24. Paper, scissors, rock
I was part of a panel the other evening convened by Dr. Fernando Guerra of the Leavey Center for the Study of Los Angeles at Loyola Marymount University. His students and those in two other classes heard from Ruth Galanter (former Los Angeles City Council member), Brendan Huffman (formerly president of the Valley Industry and Commerce Association), and Ron Kaye (former editor of the Daily News). I offered some historical perspective.Dr. Guerra led with a question about the future of Los Angeles Times, prefaced with a show of hands from a hundred or more undergraduates. A very few had read the Times that day (a Thursday). Significantly more - to the surprise of the panel - thought of themselves as Times readers, at least occasionally. The newspaper habit, it seems, had not entirely died out among these local 20-somethings.
When it was his turn to comment, Ron Kaye was passionate in his disdain for what the Times had become, how it had failed the city even in the decades when it was becoming the most important newspaper of the West, that its reach had never included the rapidly changing region it had sold into existence. Kaye expected the paper's ongoing death by a thousand cuts would make the Times unrecognizable in five years, that the familiar slap of its newsprint on suburban front steps could be heard no longer.
[Ron Kaye correctly notes below that it was Dr. Guerra who suggested that the paper might be gone in five years.]
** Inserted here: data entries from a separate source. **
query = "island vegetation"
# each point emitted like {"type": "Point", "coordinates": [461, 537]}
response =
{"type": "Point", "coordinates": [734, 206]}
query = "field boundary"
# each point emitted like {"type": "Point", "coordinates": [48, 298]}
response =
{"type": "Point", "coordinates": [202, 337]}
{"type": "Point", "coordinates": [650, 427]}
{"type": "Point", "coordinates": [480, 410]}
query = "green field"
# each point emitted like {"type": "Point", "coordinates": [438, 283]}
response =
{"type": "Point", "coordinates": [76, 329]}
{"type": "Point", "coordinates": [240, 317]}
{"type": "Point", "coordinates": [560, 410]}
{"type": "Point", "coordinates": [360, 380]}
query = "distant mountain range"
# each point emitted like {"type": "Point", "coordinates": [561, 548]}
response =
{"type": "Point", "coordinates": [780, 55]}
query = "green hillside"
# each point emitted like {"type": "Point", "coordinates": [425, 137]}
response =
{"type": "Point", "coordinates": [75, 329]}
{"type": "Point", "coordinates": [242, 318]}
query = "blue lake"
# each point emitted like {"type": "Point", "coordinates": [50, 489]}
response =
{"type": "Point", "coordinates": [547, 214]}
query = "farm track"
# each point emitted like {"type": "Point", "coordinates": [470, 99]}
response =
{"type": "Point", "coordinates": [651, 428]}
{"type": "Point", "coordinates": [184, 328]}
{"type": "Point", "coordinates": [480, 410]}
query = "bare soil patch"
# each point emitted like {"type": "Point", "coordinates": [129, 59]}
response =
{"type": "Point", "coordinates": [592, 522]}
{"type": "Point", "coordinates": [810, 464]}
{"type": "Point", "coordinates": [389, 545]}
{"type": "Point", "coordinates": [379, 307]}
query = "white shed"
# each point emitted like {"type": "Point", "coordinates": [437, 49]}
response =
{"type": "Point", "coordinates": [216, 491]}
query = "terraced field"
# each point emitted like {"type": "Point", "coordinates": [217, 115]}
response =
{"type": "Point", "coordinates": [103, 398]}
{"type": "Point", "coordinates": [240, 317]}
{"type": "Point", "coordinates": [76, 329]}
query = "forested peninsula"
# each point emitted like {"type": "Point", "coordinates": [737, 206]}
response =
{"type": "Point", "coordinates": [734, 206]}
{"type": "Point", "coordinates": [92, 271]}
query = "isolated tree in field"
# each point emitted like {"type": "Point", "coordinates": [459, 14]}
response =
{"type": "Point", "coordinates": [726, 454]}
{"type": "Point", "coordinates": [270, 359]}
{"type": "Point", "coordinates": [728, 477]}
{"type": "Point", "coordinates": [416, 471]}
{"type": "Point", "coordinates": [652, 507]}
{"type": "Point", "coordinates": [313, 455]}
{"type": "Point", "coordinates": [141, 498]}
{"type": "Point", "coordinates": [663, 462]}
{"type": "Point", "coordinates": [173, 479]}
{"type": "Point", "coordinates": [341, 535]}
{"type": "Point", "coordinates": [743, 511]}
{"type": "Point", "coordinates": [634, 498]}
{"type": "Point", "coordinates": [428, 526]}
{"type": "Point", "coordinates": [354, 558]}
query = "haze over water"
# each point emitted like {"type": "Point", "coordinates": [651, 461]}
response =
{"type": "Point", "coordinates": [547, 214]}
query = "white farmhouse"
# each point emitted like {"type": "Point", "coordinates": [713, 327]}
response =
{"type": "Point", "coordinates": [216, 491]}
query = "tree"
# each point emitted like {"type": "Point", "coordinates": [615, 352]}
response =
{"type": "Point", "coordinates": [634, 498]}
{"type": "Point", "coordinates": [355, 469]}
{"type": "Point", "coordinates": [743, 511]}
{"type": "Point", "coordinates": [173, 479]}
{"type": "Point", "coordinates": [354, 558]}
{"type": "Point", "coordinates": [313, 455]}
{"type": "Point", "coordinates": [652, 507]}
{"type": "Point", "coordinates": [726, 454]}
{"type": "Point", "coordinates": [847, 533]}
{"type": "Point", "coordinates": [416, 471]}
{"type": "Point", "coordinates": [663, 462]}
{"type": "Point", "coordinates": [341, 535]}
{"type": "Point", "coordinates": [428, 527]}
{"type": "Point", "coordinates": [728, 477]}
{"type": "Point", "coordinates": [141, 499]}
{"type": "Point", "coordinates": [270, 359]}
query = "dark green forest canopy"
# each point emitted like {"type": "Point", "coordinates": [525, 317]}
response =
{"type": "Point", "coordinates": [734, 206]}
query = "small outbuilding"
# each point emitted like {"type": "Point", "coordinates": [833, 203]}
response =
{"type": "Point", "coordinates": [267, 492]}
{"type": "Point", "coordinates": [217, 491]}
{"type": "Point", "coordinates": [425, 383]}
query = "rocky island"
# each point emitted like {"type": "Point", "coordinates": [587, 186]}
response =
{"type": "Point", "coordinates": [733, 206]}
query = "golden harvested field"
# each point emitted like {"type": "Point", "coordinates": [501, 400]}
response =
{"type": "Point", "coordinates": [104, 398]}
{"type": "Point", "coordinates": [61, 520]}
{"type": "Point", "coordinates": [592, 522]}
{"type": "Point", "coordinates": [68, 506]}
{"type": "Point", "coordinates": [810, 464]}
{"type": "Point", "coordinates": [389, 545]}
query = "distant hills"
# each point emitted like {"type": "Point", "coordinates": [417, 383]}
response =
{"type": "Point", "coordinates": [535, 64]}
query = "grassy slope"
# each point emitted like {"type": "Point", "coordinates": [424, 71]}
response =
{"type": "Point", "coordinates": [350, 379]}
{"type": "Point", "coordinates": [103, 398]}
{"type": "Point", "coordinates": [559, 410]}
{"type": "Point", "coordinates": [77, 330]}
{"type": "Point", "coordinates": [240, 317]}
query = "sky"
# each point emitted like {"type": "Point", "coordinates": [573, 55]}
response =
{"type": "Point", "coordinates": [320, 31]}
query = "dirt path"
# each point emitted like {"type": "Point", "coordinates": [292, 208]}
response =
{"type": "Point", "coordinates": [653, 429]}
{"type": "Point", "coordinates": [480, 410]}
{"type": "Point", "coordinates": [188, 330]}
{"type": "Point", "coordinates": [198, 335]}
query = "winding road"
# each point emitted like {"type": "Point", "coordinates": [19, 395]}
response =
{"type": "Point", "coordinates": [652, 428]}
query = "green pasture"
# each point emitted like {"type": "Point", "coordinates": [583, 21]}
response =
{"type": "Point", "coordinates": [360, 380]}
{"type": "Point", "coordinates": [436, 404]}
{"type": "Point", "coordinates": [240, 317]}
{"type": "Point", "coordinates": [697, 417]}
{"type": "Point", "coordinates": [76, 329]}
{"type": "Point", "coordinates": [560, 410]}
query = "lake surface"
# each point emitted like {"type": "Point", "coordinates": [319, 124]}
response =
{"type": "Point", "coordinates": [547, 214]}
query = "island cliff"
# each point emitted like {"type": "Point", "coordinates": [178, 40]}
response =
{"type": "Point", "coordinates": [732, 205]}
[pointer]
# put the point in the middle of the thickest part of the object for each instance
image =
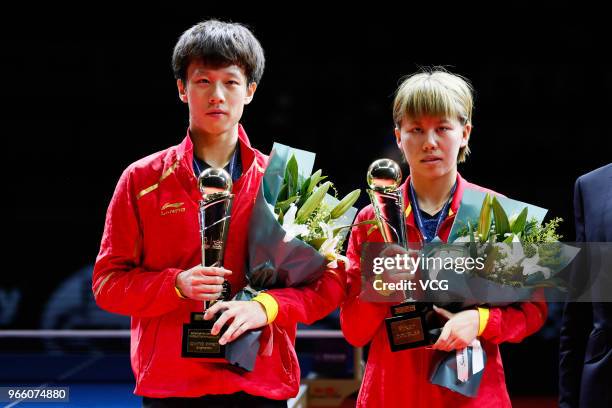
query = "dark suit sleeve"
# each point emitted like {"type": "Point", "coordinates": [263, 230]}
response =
{"type": "Point", "coordinates": [576, 324]}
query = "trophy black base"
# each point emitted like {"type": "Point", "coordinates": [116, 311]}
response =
{"type": "Point", "coordinates": [412, 325]}
{"type": "Point", "coordinates": [199, 343]}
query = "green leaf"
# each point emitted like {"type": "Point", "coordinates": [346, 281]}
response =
{"type": "Point", "coordinates": [304, 188]}
{"type": "Point", "coordinates": [315, 179]}
{"type": "Point", "coordinates": [484, 221]}
{"type": "Point", "coordinates": [502, 226]}
{"type": "Point", "coordinates": [281, 217]}
{"type": "Point", "coordinates": [519, 224]}
{"type": "Point", "coordinates": [283, 206]}
{"type": "Point", "coordinates": [345, 204]}
{"type": "Point", "coordinates": [317, 242]}
{"type": "Point", "coordinates": [291, 176]}
{"type": "Point", "coordinates": [282, 194]}
{"type": "Point", "coordinates": [312, 203]}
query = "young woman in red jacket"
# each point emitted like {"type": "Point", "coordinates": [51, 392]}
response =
{"type": "Point", "coordinates": [433, 119]}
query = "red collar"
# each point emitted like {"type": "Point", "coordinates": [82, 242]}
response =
{"type": "Point", "coordinates": [455, 203]}
{"type": "Point", "coordinates": [184, 151]}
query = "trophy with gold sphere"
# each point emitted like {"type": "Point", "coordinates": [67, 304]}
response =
{"type": "Point", "coordinates": [214, 215]}
{"type": "Point", "coordinates": [413, 324]}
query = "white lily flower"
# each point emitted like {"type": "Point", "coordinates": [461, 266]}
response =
{"type": "Point", "coordinates": [530, 266]}
{"type": "Point", "coordinates": [271, 207]}
{"type": "Point", "coordinates": [290, 226]}
{"type": "Point", "coordinates": [328, 248]}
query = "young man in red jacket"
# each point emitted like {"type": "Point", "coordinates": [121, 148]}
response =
{"type": "Point", "coordinates": [433, 118]}
{"type": "Point", "coordinates": [149, 265]}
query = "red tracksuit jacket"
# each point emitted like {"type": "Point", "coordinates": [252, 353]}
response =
{"type": "Point", "coordinates": [401, 379]}
{"type": "Point", "coordinates": [152, 234]}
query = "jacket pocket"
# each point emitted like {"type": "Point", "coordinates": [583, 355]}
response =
{"type": "Point", "coordinates": [286, 352]}
{"type": "Point", "coordinates": [597, 347]}
{"type": "Point", "coordinates": [147, 343]}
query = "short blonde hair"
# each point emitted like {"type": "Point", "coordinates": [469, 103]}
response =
{"type": "Point", "coordinates": [435, 92]}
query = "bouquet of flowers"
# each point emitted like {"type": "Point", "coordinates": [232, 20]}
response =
{"type": "Point", "coordinates": [296, 230]}
{"type": "Point", "coordinates": [519, 254]}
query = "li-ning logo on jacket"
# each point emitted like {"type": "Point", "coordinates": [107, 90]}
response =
{"type": "Point", "coordinates": [172, 208]}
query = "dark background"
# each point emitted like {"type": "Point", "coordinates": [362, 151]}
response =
{"type": "Point", "coordinates": [85, 93]}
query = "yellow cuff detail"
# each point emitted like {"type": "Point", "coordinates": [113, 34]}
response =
{"type": "Point", "coordinates": [483, 313]}
{"type": "Point", "coordinates": [179, 294]}
{"type": "Point", "coordinates": [270, 305]}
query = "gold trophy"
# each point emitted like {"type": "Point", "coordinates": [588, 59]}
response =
{"type": "Point", "coordinates": [214, 216]}
{"type": "Point", "coordinates": [413, 324]}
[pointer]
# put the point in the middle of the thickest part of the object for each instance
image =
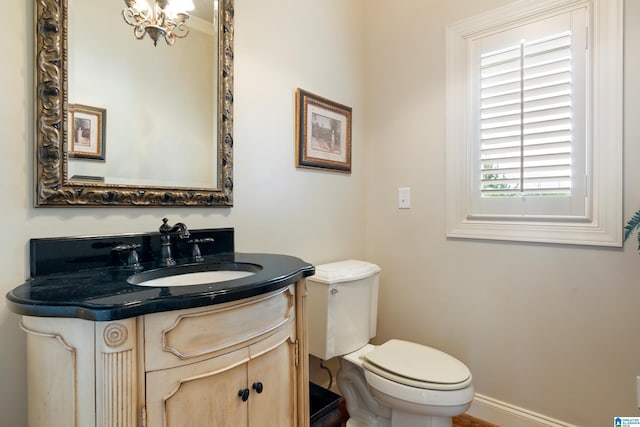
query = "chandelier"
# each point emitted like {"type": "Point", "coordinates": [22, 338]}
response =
{"type": "Point", "coordinates": [158, 18]}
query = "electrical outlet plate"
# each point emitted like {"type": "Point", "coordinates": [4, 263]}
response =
{"type": "Point", "coordinates": [404, 198]}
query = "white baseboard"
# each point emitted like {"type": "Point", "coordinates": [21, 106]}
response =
{"type": "Point", "coordinates": [507, 415]}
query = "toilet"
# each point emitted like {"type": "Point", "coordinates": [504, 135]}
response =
{"type": "Point", "coordinates": [395, 384]}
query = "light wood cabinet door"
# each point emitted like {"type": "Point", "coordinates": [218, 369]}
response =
{"type": "Point", "coordinates": [273, 374]}
{"type": "Point", "coordinates": [204, 394]}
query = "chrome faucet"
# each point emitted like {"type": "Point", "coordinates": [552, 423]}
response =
{"type": "Point", "coordinates": [166, 230]}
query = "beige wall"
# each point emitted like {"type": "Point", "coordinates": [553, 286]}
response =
{"type": "Point", "coordinates": [550, 328]}
{"type": "Point", "coordinates": [280, 45]}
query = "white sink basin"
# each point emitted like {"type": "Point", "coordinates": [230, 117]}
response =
{"type": "Point", "coordinates": [197, 278]}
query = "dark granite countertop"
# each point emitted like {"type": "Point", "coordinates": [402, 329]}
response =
{"type": "Point", "coordinates": [103, 293]}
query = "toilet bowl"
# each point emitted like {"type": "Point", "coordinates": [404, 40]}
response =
{"type": "Point", "coordinates": [396, 384]}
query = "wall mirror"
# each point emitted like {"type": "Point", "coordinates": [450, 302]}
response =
{"type": "Point", "coordinates": [121, 122]}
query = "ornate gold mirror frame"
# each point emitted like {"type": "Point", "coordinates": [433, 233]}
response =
{"type": "Point", "coordinates": [51, 116]}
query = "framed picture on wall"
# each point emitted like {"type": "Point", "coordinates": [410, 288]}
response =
{"type": "Point", "coordinates": [87, 132]}
{"type": "Point", "coordinates": [323, 132]}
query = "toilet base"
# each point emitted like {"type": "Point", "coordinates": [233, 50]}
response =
{"type": "Point", "coordinates": [406, 419]}
{"type": "Point", "coordinates": [367, 409]}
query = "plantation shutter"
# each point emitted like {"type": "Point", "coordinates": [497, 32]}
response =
{"type": "Point", "coordinates": [526, 118]}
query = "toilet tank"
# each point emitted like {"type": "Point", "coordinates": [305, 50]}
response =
{"type": "Point", "coordinates": [342, 303]}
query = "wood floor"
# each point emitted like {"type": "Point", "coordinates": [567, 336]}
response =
{"type": "Point", "coordinates": [465, 420]}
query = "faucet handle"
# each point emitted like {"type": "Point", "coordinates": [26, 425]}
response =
{"type": "Point", "coordinates": [165, 227]}
{"type": "Point", "coordinates": [133, 261]}
{"type": "Point", "coordinates": [196, 256]}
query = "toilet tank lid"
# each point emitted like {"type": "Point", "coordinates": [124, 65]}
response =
{"type": "Point", "coordinates": [344, 271]}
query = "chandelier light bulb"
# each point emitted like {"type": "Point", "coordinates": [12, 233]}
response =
{"type": "Point", "coordinates": [158, 18]}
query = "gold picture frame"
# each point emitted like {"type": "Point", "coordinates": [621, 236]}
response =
{"type": "Point", "coordinates": [87, 132]}
{"type": "Point", "coordinates": [323, 132]}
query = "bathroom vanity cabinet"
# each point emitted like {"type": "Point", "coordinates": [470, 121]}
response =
{"type": "Point", "coordinates": [239, 363]}
{"type": "Point", "coordinates": [105, 350]}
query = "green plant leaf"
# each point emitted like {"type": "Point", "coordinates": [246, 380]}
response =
{"type": "Point", "coordinates": [631, 225]}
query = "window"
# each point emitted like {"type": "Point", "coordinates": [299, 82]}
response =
{"type": "Point", "coordinates": [535, 153]}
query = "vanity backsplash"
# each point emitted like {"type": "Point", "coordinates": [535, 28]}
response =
{"type": "Point", "coordinates": [71, 254]}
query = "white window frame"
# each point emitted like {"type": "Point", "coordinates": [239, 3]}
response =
{"type": "Point", "coordinates": [602, 223]}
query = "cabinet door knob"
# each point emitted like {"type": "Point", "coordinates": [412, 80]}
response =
{"type": "Point", "coordinates": [244, 394]}
{"type": "Point", "coordinates": [257, 387]}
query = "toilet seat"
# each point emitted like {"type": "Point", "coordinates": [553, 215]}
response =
{"type": "Point", "coordinates": [417, 365]}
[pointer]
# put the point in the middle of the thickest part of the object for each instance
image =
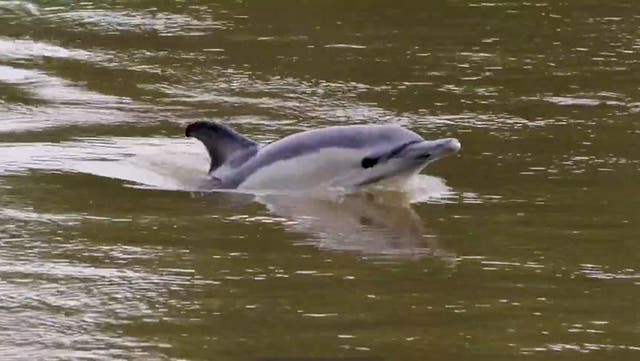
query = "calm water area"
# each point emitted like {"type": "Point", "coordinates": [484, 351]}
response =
{"type": "Point", "coordinates": [523, 246]}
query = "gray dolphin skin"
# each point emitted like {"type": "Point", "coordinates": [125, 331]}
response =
{"type": "Point", "coordinates": [340, 156]}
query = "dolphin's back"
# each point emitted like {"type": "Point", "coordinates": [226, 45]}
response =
{"type": "Point", "coordinates": [361, 139]}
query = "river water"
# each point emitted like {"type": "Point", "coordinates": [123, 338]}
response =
{"type": "Point", "coordinates": [525, 245]}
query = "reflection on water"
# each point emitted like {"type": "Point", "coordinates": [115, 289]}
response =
{"type": "Point", "coordinates": [109, 249]}
{"type": "Point", "coordinates": [361, 222]}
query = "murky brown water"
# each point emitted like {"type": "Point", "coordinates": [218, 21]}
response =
{"type": "Point", "coordinates": [524, 246]}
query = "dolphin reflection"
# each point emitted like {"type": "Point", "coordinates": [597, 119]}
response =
{"type": "Point", "coordinates": [372, 223]}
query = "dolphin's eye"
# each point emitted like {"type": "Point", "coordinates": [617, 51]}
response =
{"type": "Point", "coordinates": [368, 162]}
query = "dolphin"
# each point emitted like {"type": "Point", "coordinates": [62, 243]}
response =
{"type": "Point", "coordinates": [347, 157]}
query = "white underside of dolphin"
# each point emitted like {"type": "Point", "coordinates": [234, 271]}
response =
{"type": "Point", "coordinates": [334, 157]}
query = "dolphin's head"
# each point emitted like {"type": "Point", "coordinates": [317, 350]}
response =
{"type": "Point", "coordinates": [406, 159]}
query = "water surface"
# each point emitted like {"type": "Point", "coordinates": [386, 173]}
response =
{"type": "Point", "coordinates": [523, 246]}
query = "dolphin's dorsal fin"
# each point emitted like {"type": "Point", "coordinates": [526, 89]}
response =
{"type": "Point", "coordinates": [221, 141]}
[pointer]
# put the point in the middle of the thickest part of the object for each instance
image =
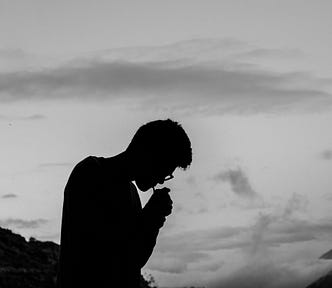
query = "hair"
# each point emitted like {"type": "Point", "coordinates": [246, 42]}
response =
{"type": "Point", "coordinates": [164, 140]}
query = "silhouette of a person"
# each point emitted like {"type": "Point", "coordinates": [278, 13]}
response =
{"type": "Point", "coordinates": [106, 235]}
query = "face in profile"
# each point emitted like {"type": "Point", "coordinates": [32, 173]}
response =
{"type": "Point", "coordinates": [150, 175]}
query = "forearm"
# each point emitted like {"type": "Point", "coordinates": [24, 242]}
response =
{"type": "Point", "coordinates": [148, 232]}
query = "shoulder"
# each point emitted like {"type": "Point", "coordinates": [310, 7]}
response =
{"type": "Point", "coordinates": [89, 166]}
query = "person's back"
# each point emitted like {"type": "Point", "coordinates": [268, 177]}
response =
{"type": "Point", "coordinates": [106, 236]}
{"type": "Point", "coordinates": [96, 227]}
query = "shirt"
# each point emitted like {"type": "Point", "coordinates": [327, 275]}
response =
{"type": "Point", "coordinates": [106, 236]}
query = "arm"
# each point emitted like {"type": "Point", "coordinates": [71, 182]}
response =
{"type": "Point", "coordinates": [152, 218]}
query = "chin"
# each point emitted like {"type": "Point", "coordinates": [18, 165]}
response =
{"type": "Point", "coordinates": [143, 186]}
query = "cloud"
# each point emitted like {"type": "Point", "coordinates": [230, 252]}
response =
{"type": "Point", "coordinates": [176, 264]}
{"type": "Point", "coordinates": [22, 118]}
{"type": "Point", "coordinates": [22, 224]}
{"type": "Point", "coordinates": [239, 182]}
{"type": "Point", "coordinates": [184, 84]}
{"type": "Point", "coordinates": [326, 155]}
{"type": "Point", "coordinates": [271, 53]}
{"type": "Point", "coordinates": [8, 196]}
{"type": "Point", "coordinates": [269, 274]}
{"type": "Point", "coordinates": [55, 164]}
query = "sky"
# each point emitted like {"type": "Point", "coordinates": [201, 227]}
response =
{"type": "Point", "coordinates": [250, 82]}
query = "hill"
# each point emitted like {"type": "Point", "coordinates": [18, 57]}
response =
{"type": "Point", "coordinates": [26, 264]}
{"type": "Point", "coordinates": [33, 263]}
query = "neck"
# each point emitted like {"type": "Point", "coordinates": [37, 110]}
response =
{"type": "Point", "coordinates": [125, 164]}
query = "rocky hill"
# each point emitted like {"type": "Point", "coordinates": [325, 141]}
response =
{"type": "Point", "coordinates": [323, 282]}
{"type": "Point", "coordinates": [33, 263]}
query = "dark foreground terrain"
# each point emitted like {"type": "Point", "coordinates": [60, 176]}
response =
{"type": "Point", "coordinates": [31, 264]}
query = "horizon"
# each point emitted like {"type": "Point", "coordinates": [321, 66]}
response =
{"type": "Point", "coordinates": [250, 82]}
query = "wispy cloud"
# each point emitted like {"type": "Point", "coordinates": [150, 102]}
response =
{"type": "Point", "coordinates": [22, 118]}
{"type": "Point", "coordinates": [55, 164]}
{"type": "Point", "coordinates": [204, 85]}
{"type": "Point", "coordinates": [238, 181]}
{"type": "Point", "coordinates": [9, 196]}
{"type": "Point", "coordinates": [22, 224]}
{"type": "Point", "coordinates": [271, 274]}
{"type": "Point", "coordinates": [326, 155]}
{"type": "Point", "coordinates": [268, 233]}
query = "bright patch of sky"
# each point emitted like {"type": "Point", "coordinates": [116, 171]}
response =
{"type": "Point", "coordinates": [250, 81]}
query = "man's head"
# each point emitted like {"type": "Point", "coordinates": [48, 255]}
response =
{"type": "Point", "coordinates": [158, 148]}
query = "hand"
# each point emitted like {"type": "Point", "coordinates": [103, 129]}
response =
{"type": "Point", "coordinates": [161, 202]}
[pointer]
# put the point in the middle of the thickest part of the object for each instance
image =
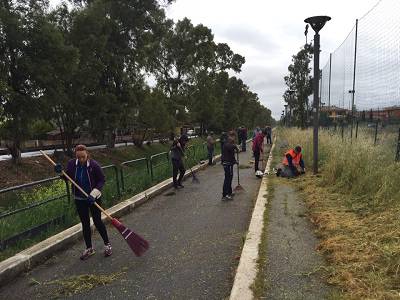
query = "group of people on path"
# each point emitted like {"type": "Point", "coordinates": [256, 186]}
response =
{"type": "Point", "coordinates": [88, 174]}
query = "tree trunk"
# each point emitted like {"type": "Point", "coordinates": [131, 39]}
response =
{"type": "Point", "coordinates": [15, 150]}
{"type": "Point", "coordinates": [110, 137]}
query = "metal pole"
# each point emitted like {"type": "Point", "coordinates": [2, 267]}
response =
{"type": "Point", "coordinates": [330, 74]}
{"type": "Point", "coordinates": [354, 81]}
{"type": "Point", "coordinates": [357, 129]}
{"type": "Point", "coordinates": [316, 103]}
{"type": "Point", "coordinates": [398, 148]}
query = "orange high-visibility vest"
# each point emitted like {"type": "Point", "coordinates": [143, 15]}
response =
{"type": "Point", "coordinates": [296, 157]}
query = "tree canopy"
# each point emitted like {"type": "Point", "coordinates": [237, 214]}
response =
{"type": "Point", "coordinates": [103, 66]}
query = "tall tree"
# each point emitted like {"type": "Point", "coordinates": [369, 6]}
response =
{"type": "Point", "coordinates": [299, 80]}
{"type": "Point", "coordinates": [19, 92]}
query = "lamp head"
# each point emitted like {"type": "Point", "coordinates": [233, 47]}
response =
{"type": "Point", "coordinates": [317, 22]}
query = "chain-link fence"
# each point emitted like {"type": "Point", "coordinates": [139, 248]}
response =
{"type": "Point", "coordinates": [360, 83]}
I grew up with Times. To crib from KCET's promotional ads, I could say that I became the sort of writer I am because of the Times. I read its columnists - Jim Murray, Matt Weinstock, and Jack Smith. I read its cultural opinion makers - among them, Art Seidenbaum and Charles Champlin. I learned from all of them: the power of voice, the centrality of place, and a hunger for stories.
So the kid of 10 or 11 who read Jack Smith while wolfing down Rice Krispies before riding his bike to school eventually became an occasional writer of opinion for the Times. Who wrote through several régime changes since 1997. (Too many régime changes.) Who wonders now which voice in the Times will beguile other young readers, will stoke their longing for stories, will make this place appear to be the most important subject of their wonder and speculation?
Mere information is everywhere. Opinion comes in torrents. Voices are rare. Attached to the discipline of telling stories -- harder to find. And in sympathy to a place and its ordinariness - perhaps no longer possible.